You move to the middle and then call them. Ask them to describe what they see quickly as they walk past the different objects. Listen to what happens next. If this doesn’t instill in you the importance of good communications during a disaster nothing will.
What you will experience is;
- Rapid breathing as adrenalin kicks in and people rush their spoken words
- Some cutting over others as they are not listening to the comm’s but thinking about what they will say next.
- A lot of dead radio space as people are trying to understand how to describe what they see to you and forgetting that they have the phone/radio on
As a direct result of this little experiment you will also get a taste of what it will be like to try and listen to 10-20 different messages coming at you in the centre.
How to improve your communications
Assign callsigns and radio codes for building names and locations for example so that you reduce the time each person stays on the network.

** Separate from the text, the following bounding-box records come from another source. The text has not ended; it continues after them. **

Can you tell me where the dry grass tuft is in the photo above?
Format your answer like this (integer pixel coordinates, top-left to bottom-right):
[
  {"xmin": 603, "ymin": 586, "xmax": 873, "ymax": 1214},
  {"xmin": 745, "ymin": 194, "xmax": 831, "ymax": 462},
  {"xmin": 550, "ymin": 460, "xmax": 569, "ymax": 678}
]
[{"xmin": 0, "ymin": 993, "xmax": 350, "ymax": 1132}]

Assign a Communications Leader to handle all inbound and outbound calls by becoming the centre spoke and allow you to make decisions and not take messages.
Good emergency management means everyone has a role to do and someone needs to be responsible for ensuring your communication systems will stand up to the challenge. Don’t just focus on fire extinguishers and first aid kits as these will do no good to you, if you cannot get the messages to your emergency team.
Even just four people in your communication system means there are eleven channels of communication that messages will flow along. Imagine how many communication channels need managing for 20 response staff.